Arctype Team for Arctype

Posted on Jun 3, 2021 • Edited on Jun 28, 2021 • Originally published at arctype.com

Monitor PostgreSQL Performance Using a Database Health Dashboard

#schema #postgres #data #guide

Why Monitor PostgreSQL Database Health?

Just like monitoring our applications, it is very much necessary to monitor our database system. We want to monitor things substantially more granular than system-level processes—things such as:

How many queries actually make use of the index?
How effective is the database cache?
The number of open connections.

And so on.

Hardware metrics are essential, but can only get us so far, and will not help us make concrete decisions—like which queries to optimize and how we are using our database in general. Since PostgreSQL is an open-source database, it offers a lot of insights for free without having to rely on costly tools. Most of the metrics we are going to track are available by default since they are required for the query planner, but there are other critical areas for which we have to enable certain extensions/contrib modules that ship along with PostgreSQL.

Introduction to the Arctype Tool

Arctype is a very neat database tool that can be used not just as an SQL editor but also as a platform upon which complex dashboards can be both custom-built and shared around with developers/users. To understand its true power, we are going to consider a practical use case—monitoring a PostgreSQL database health.

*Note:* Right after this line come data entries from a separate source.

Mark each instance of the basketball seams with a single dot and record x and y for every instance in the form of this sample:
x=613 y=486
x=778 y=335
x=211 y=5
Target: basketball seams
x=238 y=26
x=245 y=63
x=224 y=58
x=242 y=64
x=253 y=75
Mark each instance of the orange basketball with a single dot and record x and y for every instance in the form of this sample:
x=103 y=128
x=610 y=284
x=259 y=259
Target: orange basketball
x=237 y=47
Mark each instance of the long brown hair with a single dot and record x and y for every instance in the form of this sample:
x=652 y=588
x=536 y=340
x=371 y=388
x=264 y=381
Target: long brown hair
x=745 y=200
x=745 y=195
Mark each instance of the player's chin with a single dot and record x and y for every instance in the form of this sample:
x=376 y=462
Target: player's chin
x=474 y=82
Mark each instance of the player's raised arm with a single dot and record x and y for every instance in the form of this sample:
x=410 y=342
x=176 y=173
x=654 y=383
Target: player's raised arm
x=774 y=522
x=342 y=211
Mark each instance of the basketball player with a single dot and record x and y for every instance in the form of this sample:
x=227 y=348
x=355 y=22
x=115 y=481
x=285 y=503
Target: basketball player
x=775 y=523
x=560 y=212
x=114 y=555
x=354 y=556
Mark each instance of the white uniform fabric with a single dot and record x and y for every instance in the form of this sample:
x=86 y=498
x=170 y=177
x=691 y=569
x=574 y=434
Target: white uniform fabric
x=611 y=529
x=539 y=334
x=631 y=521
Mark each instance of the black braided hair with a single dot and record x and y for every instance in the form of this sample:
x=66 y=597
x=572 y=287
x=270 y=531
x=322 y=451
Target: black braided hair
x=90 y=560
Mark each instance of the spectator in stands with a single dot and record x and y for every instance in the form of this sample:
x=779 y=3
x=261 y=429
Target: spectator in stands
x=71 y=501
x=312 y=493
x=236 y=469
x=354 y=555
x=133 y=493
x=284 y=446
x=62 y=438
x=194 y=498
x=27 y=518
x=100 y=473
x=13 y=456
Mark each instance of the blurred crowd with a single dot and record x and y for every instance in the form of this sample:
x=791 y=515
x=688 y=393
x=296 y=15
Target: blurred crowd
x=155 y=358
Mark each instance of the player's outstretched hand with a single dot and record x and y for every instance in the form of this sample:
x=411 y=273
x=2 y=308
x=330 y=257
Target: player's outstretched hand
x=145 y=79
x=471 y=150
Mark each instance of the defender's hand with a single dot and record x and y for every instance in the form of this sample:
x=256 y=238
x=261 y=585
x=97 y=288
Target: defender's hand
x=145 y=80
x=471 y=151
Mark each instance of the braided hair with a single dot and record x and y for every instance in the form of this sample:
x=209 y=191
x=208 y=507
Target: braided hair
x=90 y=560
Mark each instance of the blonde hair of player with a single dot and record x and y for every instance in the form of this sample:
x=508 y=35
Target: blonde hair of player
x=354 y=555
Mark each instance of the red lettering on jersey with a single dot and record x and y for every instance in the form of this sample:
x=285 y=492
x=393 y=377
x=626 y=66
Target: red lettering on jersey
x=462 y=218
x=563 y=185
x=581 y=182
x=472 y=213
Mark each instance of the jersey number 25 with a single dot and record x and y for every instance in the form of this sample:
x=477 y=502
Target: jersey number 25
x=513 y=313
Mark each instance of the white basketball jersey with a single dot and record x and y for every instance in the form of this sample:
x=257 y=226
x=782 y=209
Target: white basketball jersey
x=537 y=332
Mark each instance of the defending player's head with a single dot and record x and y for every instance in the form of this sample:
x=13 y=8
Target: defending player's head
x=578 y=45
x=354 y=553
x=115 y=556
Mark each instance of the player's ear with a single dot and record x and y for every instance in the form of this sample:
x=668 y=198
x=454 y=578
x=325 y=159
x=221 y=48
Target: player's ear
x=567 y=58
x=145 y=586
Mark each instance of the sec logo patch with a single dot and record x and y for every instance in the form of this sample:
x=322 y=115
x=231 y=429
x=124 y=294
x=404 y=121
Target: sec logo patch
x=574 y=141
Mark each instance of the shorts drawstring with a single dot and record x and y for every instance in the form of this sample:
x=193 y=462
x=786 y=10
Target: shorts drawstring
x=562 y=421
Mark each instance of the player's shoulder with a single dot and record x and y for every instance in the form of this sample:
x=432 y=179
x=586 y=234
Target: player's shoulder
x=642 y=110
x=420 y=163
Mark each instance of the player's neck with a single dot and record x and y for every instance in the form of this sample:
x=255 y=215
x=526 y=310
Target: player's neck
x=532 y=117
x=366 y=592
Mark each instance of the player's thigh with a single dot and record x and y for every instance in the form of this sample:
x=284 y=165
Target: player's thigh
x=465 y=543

Getting Started with Arctype Dashboards

To get ourselves familiar with the dashboard capabilities we are going to build a very simple dashboard with just three components. The Arctype dashboard is built right into the Arctype tool itself. To access the functionality, just click on Dashboards button as shown below.

Click on the plus icon and create a dashboard named - Postgres Health Monitoring.

Now that the dashboard is created, let's create some components.

Creating a List of PostgreSQL Tables from Information_Schema

Adding a table component/chart component is covered in one of our previous articles. Drag and drop the Table into the empty dashboard pane. Next, we will use a simple query that talks to the underlying database (PostgreSQL) and gets all of the tables with their schemas present excluding the information_schema and the system tables.

SELECT
  table_schema, table_name
FROM
  information_schema.tables
WHERE
  table_schema <> 'information_schema'
  AND table_name NOT LIKE 'pg_%'
ORDER BY
  table_schema,
  table_name;

Visualizing Row Counts of Tables in a Database Schema

Let's add a Chart component (similar to table) next to our table component which uses the below query:

SELECT
  relname as table_name,
  reltuples as rows
FROM
  pg_class C
  LEFT JOIN pg_namespace N ON (N.oid = C .relnamespace)
WHERE
  nspname NOT IN ('pg_catalog', 'information_schema')
  AND relkind = 'r'
ORDER BY
  reltuples DESC;

This query simply counts the records for all the tables in our databases. In the right pane, select table_name for X-Axis, and rows for Y-Axis.

Adding Images to an Arctype Dashboard

After adding the table and chart, let's add an image to our dashboard from the PostgreSQL website along with a text field for explanation. After adding all of the above steps, our dashboard will look like this:

At this point, you should have a decent feel for dashboards, so now, let's build a real health dashboard and see how it can help us visualize our database health.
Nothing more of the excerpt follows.